Neste aspecto, o brasileiro tem se dado bem. É o que garante Jerusa Pedrosa, diretora da Infinity, agência especializada no recrutamento de profissionais para cruzeiros marítimos. De acordo com ela, por seu temperamento alegre, extrovertido e extremamente afetivo, tripulantes brasileiros são valorizados por companhias do exterior. "Apesar de nossa mão-de-obra perder para o norte-americano e europeu em qualificação, ganha no temperamento." Em 2006, a Infinity selecionou cerca de 1200 tripulantes para as mais diversas companhias marítimas. Este ano, já foram colocadas a bordo 1.100 pessoas.

ESCOLA DE VIDA

Após cinco anos e meio como tripulante de vários navios, a paulista Carolina Ventura Frésca, de 26 anos, quer agora uma carreira mais tranqüila em terra. Está de malas prontas para assumir seu novo posto na recepção do aeroporto de Dubai, nos Emirados Árabes. "Como experiência profissional e de vida, não há nada igual a trabalhar em cruzeiros. A gente aprende a ser mais tolerante. Conhece outros costumes, outros povos. Mas também trabalha muito. Muito mesmo."

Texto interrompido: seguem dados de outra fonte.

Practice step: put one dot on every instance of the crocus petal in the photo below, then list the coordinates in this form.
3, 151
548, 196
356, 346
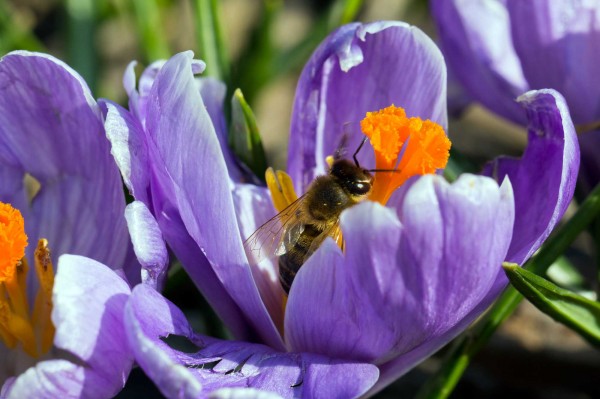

Formada em hotelaria e com inglês fluente, ela conta que sua experiência neste setor começou quando conseguiu uma colocação como garçonete, ganhando um salário de US$ 2 mil. O curso de um mês pelo qual passou antes de embarcar já anunciava que não seria nada fácil: eram 70 horas de aulas por semana, com quatro a seis horas de folga por dia. Ela lembra que, já nessa fase, duas pessoas desistiram, porque não conseguiam agüentar a jornada e se entrosar com os demais. A maioria era asiática .

"Para mim, tudo era novo e entusiasmante. Até conseguir entender o inglês falado pelos indianos e coreanos era um desafio." O que pegou mesmo, segundo Carolina, foi o fato de o banheiro do navio ter de ser dividido com mais 10 tripulantes. "Era gente correndo pelo corredor de toalha, outros batendo na porta apertados, enfim, bastante constrangedor." Para piorar, ela diz que dividia com outra tripulante uma eslovaca, cabine tão pequena que era preciso que uma saísse quando a outra queria se trocar com o mínimo de conforto.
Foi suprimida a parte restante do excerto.